Hungary's legislature will now vote on the ratification of Finland's Nato accession on 27 March and the majority ruling party bloc will unanimously support the bid, the leader of the ruling Fidesz party's parliamentary group said on Friday, according to Reuters.
Jens Stoltenberg, Nato's secretary general, welcomed Turkey's decision. "This will strengthen Finland’s security, it will strengthen Sweden’s security, and it will strengthen Nato," he said.
The British government followed suit but said in a statement that a "clear path for Sweden's swift accession is also essential".
Niinisto said Turkey's decision was "very important" for Finland, which shares a long border with Russia.
But while standing alongside Erdogan, the Finnish prime minister said that the process of joining the alliance would "not be complete without Sweden".
Swedish support for 'terrorists'
Both traditionally neutral countries, Finland and Sweden, applied to join Nato in the wake of Russia's invasion of Ukraine in February 2022 but faced unexpected objections from Turkey.
Ankara says Stockholm harbours Kurdish militants, which it calls terrorists. Sweden denies the charges.

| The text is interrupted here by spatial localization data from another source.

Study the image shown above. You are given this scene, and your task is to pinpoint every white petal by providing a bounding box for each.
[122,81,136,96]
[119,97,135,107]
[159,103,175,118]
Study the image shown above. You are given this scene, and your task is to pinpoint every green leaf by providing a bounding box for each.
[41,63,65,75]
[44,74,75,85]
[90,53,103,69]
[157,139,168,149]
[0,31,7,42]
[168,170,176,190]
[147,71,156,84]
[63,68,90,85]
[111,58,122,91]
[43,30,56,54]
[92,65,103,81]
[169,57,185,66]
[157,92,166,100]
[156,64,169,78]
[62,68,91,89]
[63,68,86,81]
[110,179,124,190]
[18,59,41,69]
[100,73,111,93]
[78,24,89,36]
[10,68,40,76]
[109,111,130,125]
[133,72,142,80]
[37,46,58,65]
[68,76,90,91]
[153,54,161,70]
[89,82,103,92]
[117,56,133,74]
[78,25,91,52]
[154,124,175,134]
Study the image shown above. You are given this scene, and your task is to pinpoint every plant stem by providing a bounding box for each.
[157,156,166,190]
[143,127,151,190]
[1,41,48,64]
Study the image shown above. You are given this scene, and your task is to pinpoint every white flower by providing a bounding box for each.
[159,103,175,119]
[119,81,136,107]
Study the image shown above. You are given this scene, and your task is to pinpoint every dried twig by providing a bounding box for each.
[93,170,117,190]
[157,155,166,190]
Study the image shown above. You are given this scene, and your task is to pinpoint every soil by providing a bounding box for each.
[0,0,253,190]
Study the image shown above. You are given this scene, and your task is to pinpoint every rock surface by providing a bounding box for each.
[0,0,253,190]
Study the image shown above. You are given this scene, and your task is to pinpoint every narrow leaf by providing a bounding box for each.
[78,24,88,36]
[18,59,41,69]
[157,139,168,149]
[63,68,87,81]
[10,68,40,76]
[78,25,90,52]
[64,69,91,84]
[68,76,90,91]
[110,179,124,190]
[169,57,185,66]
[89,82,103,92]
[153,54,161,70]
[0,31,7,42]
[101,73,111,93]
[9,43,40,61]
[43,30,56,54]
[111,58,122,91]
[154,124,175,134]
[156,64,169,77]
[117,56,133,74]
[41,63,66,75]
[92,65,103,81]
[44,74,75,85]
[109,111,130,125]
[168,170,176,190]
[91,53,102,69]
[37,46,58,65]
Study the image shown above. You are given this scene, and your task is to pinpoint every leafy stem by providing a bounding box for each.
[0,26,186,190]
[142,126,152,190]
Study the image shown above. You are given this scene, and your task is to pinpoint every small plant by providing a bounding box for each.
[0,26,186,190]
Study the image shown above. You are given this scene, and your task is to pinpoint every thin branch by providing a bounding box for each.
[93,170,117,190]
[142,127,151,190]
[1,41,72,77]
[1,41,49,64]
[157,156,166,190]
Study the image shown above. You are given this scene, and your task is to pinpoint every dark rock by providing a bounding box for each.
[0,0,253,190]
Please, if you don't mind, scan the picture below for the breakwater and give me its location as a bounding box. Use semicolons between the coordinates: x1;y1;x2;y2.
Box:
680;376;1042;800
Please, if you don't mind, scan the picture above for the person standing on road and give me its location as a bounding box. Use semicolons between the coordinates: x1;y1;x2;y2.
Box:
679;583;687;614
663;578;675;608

At his press conference on Friday, Erdogan said that his country had sent a list of 120 "terrorists" to Stockholm and none of them had been extradited.
“The prime minister is a good person but we can’t have a positive approach to Sweden as long as they won’t, or can’t, send us those terrorists," Erdogan said.
The Turkish government has been angered by demonstrations in Stockholm in support of the Kurdistan Workers' Party (PKK), which it considers a terrorist group, and by interviews with YPG leaders on Swedish state TV.
The People's Defence Units, known as the YPG, is a Kurdish armed group that is also deemed a terrorist outfit by Ankara.
Swedish Prime Minister Ulf Kristersson said earlier this week that it was likely Finland would join Nato without Sweden if Turkey continued to block his country's accession.
Turkey, Sweden, and Finland signed a memorandum outlining steps the sides would take to address Turkish concerns on arms exports and what Ankara perceives to be terrorism at the alliance’s summit in Madrid last summer when Nato leaders moved to invite Sweden and Finland to join.
Turkey now believes that Finland has fulfilled its pledges from the Madrid summit.